[PATCH] Allocate Xv buffers to GTT.

Thu Feb 11 15:36:18 PST 2010

2010/2/11 Michel Dänzer <michel at daenzer.net>:
> On Wed, 2010-02-10 at 22:44 +0200, Pauli Nieminen wrote:
>> KMS doesn't have acceleration for upload to vram. memcpy/memmove to VRAM
>> directly is very slow (40M/s in benchmark) which causes visible problems
>> to video.
>>
>> Allocating video buffer in GTT will give good performance (350-450M/s)
>> for memmove operation.

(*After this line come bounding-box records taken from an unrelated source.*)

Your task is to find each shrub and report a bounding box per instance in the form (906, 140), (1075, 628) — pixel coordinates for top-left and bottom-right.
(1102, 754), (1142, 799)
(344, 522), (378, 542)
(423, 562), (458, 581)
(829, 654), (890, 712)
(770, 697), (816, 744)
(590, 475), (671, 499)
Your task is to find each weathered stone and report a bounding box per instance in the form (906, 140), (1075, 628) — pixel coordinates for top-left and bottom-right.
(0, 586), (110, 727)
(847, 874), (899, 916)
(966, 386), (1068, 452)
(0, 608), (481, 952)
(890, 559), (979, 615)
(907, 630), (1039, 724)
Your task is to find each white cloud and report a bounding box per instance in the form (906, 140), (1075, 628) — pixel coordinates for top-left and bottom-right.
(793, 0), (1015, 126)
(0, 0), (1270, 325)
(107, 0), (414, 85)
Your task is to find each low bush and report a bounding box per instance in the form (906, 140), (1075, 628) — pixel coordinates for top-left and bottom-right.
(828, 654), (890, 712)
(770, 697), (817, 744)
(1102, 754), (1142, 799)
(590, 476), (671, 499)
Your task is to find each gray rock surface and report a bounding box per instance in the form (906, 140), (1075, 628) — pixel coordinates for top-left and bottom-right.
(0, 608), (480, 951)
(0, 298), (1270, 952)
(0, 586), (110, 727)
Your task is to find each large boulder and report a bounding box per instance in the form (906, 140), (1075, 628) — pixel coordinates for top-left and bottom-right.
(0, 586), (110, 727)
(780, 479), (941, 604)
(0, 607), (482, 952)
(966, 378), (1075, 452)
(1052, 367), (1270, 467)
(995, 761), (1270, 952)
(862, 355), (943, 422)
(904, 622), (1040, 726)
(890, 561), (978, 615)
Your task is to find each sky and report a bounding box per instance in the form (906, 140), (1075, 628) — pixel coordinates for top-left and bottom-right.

This is nice performance boost for Xv under KMS.
>>
>> There is still posibility to improve if adding BLITBLT transfer to VRAM
>> which would handle tiling and endian swapping.
>
> What tiling? Byte swapping is done as part of copying to the BO, so I'm
> not sure how an additional blit could improve anything.
>

I would think that byteswaping copy would be slow (unless power has
instruction for that) while gpu probably can do it without much
performance hit. Of course that would need some benchmarking if there
is any huge difference.

>
>> diff --git a/src/radeon_crtc.c b/src/radeon_crtc.c
>> index 556b461..8384af1 100644
>> --- a/src/radeon_crtc.c
>> +++ b/src/radeon_crtc.c
>> @@ -564,7 +564,7 @@ radeon_crtc_shadow_allocate (xf86CrtcPtr crtc, int width, int height)
>>       * setter for offscreen area locking in EXA currently.  So, we just
>>       * allocate offscreen memory and fake up a pixmap header for it.
>>       */
>> -    rotate_offset = radeon_legacy_allocate_memory(pScrn, &radeon_crtc->crtc_rotate_mem, size, align);
>> +    rotate_offset = radeon_legacy_allocate_memory(pScrn, &radeon_crtc->crtc_rotate_mem, size, align, 0);
>
> This should probably be in VRAM.
>

If exa is using upload to screen to copy cursor to this memory
location then yes. I don't know how that stuff works.

>
>> @@ -3179,7 +3180,7 @@ RADEONAllocateSurface(
>>      pitch = ((w << 1) + 15) & ~15;
>>      size = pitch * h;
>>
>> -    offset = radeon_legacy_allocate_memory(pScrn, &surface_memory, size, 64);
>> +    offset = radeon_legacy_allocate_memory(pScrn, &surface_memory, size, 64, 0);
>>      if (offset == 0)
>>       return BadAlloc;
>
> And this?
>

No. It would be better to allocate to GTT. Then let TTM to move the bo
to VRAM. In fact I think it would be simpler if all buffers would be
just allocated to system/gtt (depending on does cpu need read access
while pushing data there). Then just let TTM upload everything to VRAM
and back to GTT depending on operations that happen for the buffer.

>
> --
> Earthling Michel Dänzer           |                http://www.vmware.com
> Libre software enthusiast         |          Debian, X and DRI developer
>